Vous revenez également dans votre ouvrage sur la censure opérée par les réseaux sociaux comme Twitter ou Facebook, notamment à l'égard de Donald Trump. N'agissent-ils pas de la sorte parce que les gouvernements les poussent à réguler les contenus qui transitent sur leurs plateformes?
Oui et ce faisant, les gouvernements contribuent à accroître le pouvoir des plateformes sur la communication politique et sociale. Cette censure est impersonnelle, arbitraire, sans recours immédiat, elle est le fait d’acteurs situés dans un pays lointain, au mépris de la souveraineté nationale. Il a été abusif d’exclure Donald Trump de Twitter et Facebook, un dirigeant élu démocratiquement, même si je ne partage pas ses opinions. C’est une décision politique qui ne relève pas d’entreprises privées, mais éventuellement du Congrès américain ou de la justice.
Vous évoquez la convergence des systèmes politiques. Les technologies numériques condamnent-elles nos démocraties à recourir à des méthodes que l'on aurait cru autrefois réservées aux pires dictatures? Est-ce qu'il existe une alternative?
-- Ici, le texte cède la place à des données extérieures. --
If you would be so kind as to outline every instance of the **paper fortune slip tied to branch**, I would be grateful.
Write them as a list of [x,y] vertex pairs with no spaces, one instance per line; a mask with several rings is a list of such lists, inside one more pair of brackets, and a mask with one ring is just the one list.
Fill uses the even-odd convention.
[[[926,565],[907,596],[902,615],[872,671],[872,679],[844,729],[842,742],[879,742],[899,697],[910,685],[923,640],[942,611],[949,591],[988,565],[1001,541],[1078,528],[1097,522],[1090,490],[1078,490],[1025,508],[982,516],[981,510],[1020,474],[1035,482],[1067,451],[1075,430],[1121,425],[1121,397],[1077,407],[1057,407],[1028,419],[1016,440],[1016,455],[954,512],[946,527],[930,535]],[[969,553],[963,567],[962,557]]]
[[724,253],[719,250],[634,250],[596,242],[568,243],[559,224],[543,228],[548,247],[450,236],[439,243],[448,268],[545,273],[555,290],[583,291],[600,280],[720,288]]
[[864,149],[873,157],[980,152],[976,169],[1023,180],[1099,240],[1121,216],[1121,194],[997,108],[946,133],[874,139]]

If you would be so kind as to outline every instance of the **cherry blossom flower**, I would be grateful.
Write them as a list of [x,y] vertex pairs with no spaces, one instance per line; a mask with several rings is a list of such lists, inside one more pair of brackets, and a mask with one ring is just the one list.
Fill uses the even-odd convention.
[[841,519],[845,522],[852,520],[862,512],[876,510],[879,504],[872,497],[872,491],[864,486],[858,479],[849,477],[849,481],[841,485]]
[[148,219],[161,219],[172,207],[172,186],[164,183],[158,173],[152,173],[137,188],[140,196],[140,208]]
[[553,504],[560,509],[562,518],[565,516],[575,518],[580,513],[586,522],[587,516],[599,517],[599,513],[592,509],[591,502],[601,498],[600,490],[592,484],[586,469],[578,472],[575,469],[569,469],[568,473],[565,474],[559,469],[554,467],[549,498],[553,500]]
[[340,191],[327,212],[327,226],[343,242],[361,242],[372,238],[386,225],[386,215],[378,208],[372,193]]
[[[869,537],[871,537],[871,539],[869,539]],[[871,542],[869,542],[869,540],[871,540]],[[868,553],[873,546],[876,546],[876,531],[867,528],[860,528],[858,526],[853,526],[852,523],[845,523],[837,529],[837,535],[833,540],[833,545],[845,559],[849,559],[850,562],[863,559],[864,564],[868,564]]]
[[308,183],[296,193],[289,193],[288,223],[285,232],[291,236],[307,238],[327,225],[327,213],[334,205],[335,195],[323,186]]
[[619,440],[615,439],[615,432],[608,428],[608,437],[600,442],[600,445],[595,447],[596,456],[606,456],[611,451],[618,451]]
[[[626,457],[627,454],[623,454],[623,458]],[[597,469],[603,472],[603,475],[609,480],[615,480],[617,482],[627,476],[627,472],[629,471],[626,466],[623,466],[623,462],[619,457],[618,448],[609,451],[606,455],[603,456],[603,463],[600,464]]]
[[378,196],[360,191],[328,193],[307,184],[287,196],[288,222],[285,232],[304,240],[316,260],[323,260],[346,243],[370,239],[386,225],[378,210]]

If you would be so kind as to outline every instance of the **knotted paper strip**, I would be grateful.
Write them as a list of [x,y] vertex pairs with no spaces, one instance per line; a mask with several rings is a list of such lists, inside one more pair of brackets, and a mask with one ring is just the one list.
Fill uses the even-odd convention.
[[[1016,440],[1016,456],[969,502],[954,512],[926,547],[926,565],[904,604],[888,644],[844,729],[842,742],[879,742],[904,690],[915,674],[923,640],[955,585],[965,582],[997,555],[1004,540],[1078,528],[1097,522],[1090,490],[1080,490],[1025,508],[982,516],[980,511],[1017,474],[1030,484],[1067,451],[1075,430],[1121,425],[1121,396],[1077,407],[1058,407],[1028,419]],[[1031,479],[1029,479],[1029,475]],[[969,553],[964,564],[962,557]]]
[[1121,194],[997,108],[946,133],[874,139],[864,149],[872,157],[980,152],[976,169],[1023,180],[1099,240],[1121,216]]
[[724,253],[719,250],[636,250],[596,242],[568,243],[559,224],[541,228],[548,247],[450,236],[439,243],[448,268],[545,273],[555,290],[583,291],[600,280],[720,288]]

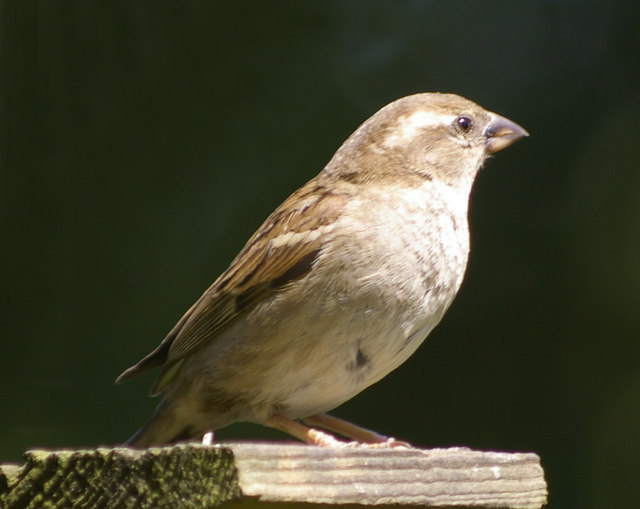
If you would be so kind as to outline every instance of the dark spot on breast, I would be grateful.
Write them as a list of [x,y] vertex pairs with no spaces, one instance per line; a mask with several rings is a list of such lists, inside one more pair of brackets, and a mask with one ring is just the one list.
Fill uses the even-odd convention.
[[369,364],[369,359],[364,352],[358,348],[358,353],[356,354],[356,368],[363,368],[367,364]]

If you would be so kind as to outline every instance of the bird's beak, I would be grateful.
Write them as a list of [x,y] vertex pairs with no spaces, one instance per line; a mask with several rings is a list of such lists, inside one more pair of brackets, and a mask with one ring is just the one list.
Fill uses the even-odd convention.
[[508,118],[501,117],[495,113],[489,113],[489,117],[489,123],[484,130],[484,135],[487,138],[485,150],[488,154],[507,148],[520,138],[529,136],[527,131],[515,122],[511,122]]

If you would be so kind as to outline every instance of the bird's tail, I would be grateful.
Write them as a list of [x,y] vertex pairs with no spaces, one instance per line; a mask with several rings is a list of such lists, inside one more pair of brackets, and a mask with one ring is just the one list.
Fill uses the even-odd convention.
[[192,436],[189,426],[185,426],[174,410],[162,401],[144,426],[122,445],[145,448],[180,442]]

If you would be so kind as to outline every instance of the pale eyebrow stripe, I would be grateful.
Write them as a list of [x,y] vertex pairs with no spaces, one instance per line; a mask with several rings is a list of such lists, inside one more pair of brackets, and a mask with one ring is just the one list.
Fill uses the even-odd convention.
[[384,140],[384,144],[393,147],[406,143],[413,138],[418,130],[436,125],[447,125],[453,120],[453,115],[437,114],[430,111],[416,111],[398,122],[398,128]]

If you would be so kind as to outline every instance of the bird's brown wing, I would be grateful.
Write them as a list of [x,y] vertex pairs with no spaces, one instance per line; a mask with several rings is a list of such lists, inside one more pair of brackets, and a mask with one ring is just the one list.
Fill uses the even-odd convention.
[[311,269],[322,248],[322,235],[317,230],[335,221],[345,201],[346,196],[331,193],[315,180],[296,191],[267,218],[162,343],[116,382],[163,365],[150,391],[161,392],[188,355],[214,340],[238,316]]

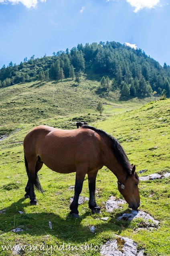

C’est la conclusion la plus importante de mon livre. Nous critiquons à juste titre la Chine pour la surveillance de ses citoyens, son système de crédit social, une forme de goulag électronique. Mais en Occident, nous dérivons lentement vers le modèle chinois. Les caméras de surveillance se multiplient dans nos villes, la reconnaissance faciale a toujours plus d’applications, les systèmes de notation se répandent dans tous les domaines, les algorithmes décident à notre insu. Oui, il existe des alternatives, il n’y a pas de fatalité technologique. II n’est pas trop tard pour se réveiller, dans les pays démocratiques nous pouvons encore débattre, critiquer. J’évoque des pistes pour éviter que les développements sans contrôle de la technique n’enterrent nos libertés: démantèlement des géants de la tech, droit à la déconnexion, sobriété numérique, réglementation de la reconnaissance faciale. A nous de réagir, mais la sensibilisation du grand public à ces défis est encore largement insuffisante, ce qui m’a motivé à écrire ce livre.